- Born: November 5, 1914
- Died: June 17, 1998 (aged 83)
- Education: Harvard University
- Occupation: Copy editor

= Melvin L. Barnet =

American journalist (1914–1998)

Melvin L. Barnet (November 5, 1914 - June 17, 1998) was a copy editor for The New York Times from 1953 to 1955. He was known for being immediately fired when he invoked the Fifth Amendment to the United States Constitution at a Senate subcommittee hearing in 1955.

== The hearing ==
Barnet, a Harvard-educated journalist, had worked his way to The New York Times when he was implicated, in the testimony of Winston Burdett before the Senate Internal Security Subcommittee, as a Communist.

Barnet was called before the subcommittee on July 13, 1955. The Senators at the hearing were concerned with Barnet's and his associates political activity during the 1930s.

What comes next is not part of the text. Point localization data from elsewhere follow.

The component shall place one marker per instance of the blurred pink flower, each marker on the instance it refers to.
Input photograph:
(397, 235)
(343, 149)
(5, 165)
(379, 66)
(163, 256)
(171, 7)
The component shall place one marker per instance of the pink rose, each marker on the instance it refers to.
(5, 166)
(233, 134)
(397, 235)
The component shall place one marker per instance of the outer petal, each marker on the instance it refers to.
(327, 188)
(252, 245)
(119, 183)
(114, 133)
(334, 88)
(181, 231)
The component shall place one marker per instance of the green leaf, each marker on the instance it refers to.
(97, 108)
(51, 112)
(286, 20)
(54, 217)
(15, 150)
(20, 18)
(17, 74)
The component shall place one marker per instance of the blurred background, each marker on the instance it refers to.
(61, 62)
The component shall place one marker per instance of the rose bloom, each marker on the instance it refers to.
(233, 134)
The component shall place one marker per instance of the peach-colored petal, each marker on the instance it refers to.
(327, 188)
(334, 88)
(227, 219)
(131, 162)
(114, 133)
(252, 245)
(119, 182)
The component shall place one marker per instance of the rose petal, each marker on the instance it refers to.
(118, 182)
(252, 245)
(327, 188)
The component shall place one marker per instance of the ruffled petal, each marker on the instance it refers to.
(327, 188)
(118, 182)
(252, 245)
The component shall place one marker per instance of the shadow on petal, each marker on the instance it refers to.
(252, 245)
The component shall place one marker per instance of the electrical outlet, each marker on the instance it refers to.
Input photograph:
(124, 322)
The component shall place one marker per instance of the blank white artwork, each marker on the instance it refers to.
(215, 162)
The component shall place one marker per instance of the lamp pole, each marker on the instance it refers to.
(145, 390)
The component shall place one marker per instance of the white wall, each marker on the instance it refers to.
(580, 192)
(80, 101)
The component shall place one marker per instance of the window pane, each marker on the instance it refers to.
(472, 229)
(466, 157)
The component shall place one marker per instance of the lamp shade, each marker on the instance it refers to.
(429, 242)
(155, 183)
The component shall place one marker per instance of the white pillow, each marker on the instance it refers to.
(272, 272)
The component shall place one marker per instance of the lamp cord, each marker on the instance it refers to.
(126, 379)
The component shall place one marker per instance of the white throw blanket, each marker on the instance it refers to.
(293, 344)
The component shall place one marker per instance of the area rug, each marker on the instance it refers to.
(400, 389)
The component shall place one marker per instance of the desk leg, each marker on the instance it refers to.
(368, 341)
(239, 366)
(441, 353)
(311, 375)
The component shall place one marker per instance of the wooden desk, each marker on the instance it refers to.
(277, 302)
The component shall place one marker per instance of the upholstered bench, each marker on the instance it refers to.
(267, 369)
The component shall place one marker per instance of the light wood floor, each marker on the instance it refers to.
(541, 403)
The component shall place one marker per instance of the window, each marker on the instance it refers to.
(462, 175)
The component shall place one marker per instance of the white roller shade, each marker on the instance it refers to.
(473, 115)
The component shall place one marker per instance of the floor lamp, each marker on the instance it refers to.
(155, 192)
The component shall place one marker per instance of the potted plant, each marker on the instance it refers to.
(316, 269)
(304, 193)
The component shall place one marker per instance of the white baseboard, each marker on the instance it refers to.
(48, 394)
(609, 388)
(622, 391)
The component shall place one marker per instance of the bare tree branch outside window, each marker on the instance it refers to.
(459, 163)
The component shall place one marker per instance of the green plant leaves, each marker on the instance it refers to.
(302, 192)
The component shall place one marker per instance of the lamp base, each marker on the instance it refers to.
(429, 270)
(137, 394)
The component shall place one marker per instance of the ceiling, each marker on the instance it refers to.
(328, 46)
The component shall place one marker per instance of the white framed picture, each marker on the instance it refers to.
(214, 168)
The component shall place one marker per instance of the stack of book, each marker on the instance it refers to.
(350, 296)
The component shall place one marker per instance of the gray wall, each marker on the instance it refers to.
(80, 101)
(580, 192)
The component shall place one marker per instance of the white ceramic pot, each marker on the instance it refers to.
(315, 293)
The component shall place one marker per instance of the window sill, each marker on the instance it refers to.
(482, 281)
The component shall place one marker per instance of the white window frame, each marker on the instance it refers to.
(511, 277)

Barnet told the subcommittee he had abandoned Communism in 1942. The subcommittee then moved on to question him about other people he may or may not have known "as a Communist."

The committee's attorney presented the names of twenty other people and each time Barnet responded to the question with the same sentence, "I assert my privilege, sir, under the 5th Amendment." When Burdett's name was presented Barnet still refused to identify even his accuser "as a Communist."

After the hearing ended Barnet returned to the Times Washington Bureau where he was handed a note that read, in part, that his conduct "has caused the Times to lose confidence in you as a member of its news staff."

Barnet's career in journalism ended the day of the hearing, he was 40 years old.